En daar komt meteen een moeilijkheid om de hoek. In de eigen prognose steekt de teller in 2020 op 16,7 procent. ‘In dat percentage is alle natuurlijke uitstroom en de instroom uit de tenure track opgenomen’, zegt senior beleidsadviseur talent- en management development Remke Schwartz. ‘Maar, de uitstroom is groter. We hebben de kans om het percentage op te krikken door de vacatures die daaruit voortkomen.’
Er zit druk op de ketel. Nederland scoort met een landelijk gemiddelde van zeventien procent vrouwelijke hoogleraren bijzonder laag en de UT zit onder dat gemiddelde met zo’n vijftien procent. Verantwoordelijk minister Bussemaker heeft meermalen haar zorgen geuit, maar wil vooralsnog niet naar een quotum. ‘Maar de druk van buitenaf loopt zeker op’, zegt Schwartz.
Herijking
Wat is nu een ‘herijking’ van het beleid? Schwartz: ‘Het is niet zo dat we ons beleid omgooien, maar we voegen er wat aan toe. We kijken per faculteit waar we moeten interveniëren. De verantwoordelijkheid ligt bij de decanen en de vakgroep-voorzitters; zij bepalen wie op welke plek aangesteld wordt.’

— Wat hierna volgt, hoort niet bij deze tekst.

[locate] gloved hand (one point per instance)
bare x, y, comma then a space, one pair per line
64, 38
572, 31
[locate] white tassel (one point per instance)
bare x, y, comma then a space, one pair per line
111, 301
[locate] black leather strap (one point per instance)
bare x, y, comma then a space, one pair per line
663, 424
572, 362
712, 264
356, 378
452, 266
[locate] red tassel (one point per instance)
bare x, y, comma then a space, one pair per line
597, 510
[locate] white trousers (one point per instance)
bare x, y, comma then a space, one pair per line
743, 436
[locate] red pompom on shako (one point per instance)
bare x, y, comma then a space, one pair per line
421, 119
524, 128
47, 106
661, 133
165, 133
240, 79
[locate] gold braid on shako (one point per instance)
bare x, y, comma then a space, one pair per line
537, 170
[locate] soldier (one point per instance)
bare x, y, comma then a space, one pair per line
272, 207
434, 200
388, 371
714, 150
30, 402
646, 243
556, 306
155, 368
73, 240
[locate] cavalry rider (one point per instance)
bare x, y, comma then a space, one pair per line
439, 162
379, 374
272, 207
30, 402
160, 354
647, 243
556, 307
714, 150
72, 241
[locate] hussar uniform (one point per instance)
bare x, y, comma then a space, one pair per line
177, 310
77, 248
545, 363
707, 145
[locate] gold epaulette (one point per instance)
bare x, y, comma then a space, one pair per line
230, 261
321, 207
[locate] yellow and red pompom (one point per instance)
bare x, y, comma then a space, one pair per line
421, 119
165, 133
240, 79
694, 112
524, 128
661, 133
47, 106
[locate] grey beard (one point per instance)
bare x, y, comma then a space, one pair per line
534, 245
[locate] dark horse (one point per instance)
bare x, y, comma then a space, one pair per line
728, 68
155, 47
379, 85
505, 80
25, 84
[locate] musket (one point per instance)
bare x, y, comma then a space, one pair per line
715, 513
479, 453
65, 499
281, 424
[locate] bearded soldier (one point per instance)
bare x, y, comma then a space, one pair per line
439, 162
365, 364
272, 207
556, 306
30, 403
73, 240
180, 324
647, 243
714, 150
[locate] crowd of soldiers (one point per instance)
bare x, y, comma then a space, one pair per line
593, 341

Vooralsnog is dat vrijblijvend. ‘We hebben een dashboard waarop we precies kunnen zien hoe de doorstroom is en hoe vacatures worden vervuld. In het voorjaar hebben we trainingen gehouden voor de verantwoordelijke medewerkers, daarbij was een professor van Stanford aanwezig om zijn best practice uit te leggen. Met die trainingen gaan we in het najaar verder.’
Diversiteit
Vice-voorzitter van het CvB Mirjam Bult benadrukt dat genderdiversiteit een speerpunt van het beleid is. ‘We hebben alle faculteiten en decanen gevraagd om onderbouwd beleid te maken en de talentpoules in kaart te brengen. Het is belangrijk dat de decanen weten waar vrouwelijk zit. In het selectieproces en -commissies komen ook meer vrouwen. Het gaat er voor een deel om hoe je naar capaciteiten en talent kijkt; vrouwen moeten herkend worden als talent.’ Het is volgens haar volstrekt logisch om meer vrouwen in de top te hebben. ‘Teams presteren beter al er een goed man-vrouw evenwicht is’, zegt ze.
FFNT
Liudvika Leisyte, voorzitter van het Female Faculty Network, is te spreken over de aanpassing van het beleid, maar vindt het nog niet genoeg. ‘Lange tijd heb ik me ernstig zorgen gemaakt’, zegt ze. ‘Er werd gesneden in ons budget, maar ook in het aantal mensen dat zich bij de UT hard maakt voor diversiteit. Over deze ontwikkeling ben ik optimistisch, maar we zijn er nog niet. Ik hoop dat er binnenkort een concreet document komt met daarin omschreven wat de uitdagingen per faculteit zijn en wat de doelstellingen zijn. Dat commitment hebben we nodig, willen we echte stappen zetten.’
Ambassadeursnetwerk
Ook Suzanne Hulscher, voorzitter van het Ambassadeursnetwerk, is te spreken over de herijking van het beleid. ‘Toen ik in 2002 benoemd werd, hadden we nog maar drie procent vrouwelijke hoogleraren. Jarenlang heb ik me een roepende in de woestijn gevoeld; vrouwelijk talent werd gewoonweg niet gezien; a priori werd een vrouw lager ingeschat. Dat zie je nog steeds, bijvoorbeeld bij de aanfluiting bij Spinozaprijzen dit jaar: vier mannen. Terwijl er afgesproken was dat indien er geen vrouw zou winnen, er maar drie winnaars overleven. Het is echt niet zo dat er geen goede vrouwen zijn; er is in de commissie gewoon geen goed werk gedaan.’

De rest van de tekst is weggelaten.